In this study, we have proposed a grouping method for constructing polarization measurements called “Equal Size Binary Grouping” (ESBG) that divides a data set into two groups of equal sizes according to similarities between data points. We showed that ESBG can be a suitable solution to certain theoretical and practical problems that trouble other grouping methods, such as discontinuity and contradiction of reasoning. While alternative approaches exist that over-impose pre-existing group structures or explore various dimensions of polarization, we believe that significant advances in polarization studies in complex societies can be made if measurements are consistent and possibly capable of discovering endogenous structures from data that are coherent with the variable(s) of interest.

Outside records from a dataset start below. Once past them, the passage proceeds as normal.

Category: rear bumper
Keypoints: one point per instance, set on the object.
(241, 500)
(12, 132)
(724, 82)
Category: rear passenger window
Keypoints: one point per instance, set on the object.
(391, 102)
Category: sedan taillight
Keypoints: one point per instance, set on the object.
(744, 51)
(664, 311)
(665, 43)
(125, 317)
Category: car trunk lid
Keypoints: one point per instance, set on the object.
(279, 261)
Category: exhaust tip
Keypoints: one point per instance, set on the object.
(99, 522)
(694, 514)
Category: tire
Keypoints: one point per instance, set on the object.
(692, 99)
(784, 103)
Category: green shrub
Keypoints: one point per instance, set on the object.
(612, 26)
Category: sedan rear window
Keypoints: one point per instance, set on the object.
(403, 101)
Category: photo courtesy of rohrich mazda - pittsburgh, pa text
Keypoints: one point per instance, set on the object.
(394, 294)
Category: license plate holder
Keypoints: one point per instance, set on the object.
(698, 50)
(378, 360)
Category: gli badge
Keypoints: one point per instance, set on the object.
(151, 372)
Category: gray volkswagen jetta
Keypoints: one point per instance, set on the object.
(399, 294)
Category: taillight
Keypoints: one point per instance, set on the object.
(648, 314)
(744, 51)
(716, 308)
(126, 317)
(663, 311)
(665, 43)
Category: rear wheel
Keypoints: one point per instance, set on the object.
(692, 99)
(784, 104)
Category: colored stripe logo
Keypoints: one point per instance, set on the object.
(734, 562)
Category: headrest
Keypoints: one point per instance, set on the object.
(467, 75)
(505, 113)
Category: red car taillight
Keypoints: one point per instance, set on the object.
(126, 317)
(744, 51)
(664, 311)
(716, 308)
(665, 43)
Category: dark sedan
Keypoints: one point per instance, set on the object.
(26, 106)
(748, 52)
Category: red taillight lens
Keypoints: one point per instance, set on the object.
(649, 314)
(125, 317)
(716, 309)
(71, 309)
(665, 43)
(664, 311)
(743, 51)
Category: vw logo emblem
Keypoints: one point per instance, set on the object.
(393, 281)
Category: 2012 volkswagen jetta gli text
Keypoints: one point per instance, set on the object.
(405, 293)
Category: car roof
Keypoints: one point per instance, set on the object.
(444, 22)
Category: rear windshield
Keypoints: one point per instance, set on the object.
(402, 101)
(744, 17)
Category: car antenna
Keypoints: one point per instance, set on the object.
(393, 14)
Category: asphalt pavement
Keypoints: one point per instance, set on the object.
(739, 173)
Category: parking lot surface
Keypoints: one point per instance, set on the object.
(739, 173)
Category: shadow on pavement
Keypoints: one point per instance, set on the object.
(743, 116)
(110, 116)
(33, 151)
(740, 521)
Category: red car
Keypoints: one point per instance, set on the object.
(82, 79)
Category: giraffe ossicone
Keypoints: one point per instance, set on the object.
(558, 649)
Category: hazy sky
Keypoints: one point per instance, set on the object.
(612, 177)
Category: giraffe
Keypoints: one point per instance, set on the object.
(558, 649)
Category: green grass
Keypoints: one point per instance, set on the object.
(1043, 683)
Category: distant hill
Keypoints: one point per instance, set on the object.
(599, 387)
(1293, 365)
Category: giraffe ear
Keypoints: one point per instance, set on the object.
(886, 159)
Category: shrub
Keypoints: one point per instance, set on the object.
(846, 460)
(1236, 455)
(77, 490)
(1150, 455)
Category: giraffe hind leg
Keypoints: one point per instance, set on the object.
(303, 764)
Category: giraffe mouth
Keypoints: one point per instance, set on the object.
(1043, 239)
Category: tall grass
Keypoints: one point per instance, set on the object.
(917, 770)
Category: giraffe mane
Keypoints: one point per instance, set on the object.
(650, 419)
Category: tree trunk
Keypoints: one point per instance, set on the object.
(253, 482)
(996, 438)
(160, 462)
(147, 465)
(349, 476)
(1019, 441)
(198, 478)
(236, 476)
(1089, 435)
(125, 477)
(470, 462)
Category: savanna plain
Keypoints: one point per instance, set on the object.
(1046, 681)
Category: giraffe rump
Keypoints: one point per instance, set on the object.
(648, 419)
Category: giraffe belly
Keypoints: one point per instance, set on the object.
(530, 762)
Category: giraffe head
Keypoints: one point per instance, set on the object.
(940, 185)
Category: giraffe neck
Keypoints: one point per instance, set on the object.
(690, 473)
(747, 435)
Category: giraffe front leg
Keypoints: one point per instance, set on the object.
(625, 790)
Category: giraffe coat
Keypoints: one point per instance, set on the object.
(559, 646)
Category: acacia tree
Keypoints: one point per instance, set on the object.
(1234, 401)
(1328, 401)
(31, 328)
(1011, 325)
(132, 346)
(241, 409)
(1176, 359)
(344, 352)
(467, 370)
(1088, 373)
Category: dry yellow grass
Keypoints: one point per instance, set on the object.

Following clustering algorithms, we presented a procedure containing four steps to implement ESBG. Based on ESBG, a novel class of polarization measurements can be constructed to measure both uni- and multi-dimensional polarization. The measurements increase with between-group heterogeneity and decrease with within-group heterogeneity, and are not affected by other variables such as the number or size of groups. We also showed that the measurements satisfy a range of properties that have long been deemed desired in the field, such as continuity, normalization, maximization and minimization. Subsequently an illustrative example of applying ESBG and the related measurement to a synthetic data set was demonstrated.

As a final remark, we investigated the relation between the ESBG-based measurement and bipolarization measurement. The ESBG-based measurement can be roughly viewed as a multidimensional bipolarization measurement without the property of increased spread. This is because both types of measurements use the same grouping method when \(D=1\), and satisfy the same property of increased bipolarity. Furthermore, we developed a so-called “squeezing-and-moving” framework to help explain the relation between them.

With all due caveats due to our general approach and the lack of appropriate data on which to test these measurements, we believe that future research will help to improve the design of the measurement, while contributing to the debate on the key role of group definition in current measurements. Although useful to explore group structures within data starting from the variable(s) of interest, our method drastically simplifies the possible variety of groups co-existing in the same society, due to the varying cleavages that characterize the complex fabric of our social systems. However, we hope that our measurement could also stimulate new empirical research on polarization that improves comparability, replicability, and cumulativeness. As an avenue for future research, we suggest comparing the ESBG-based measurement with existing polarization measurements in the context of various attribute distributions such as distributions with two or more peaks.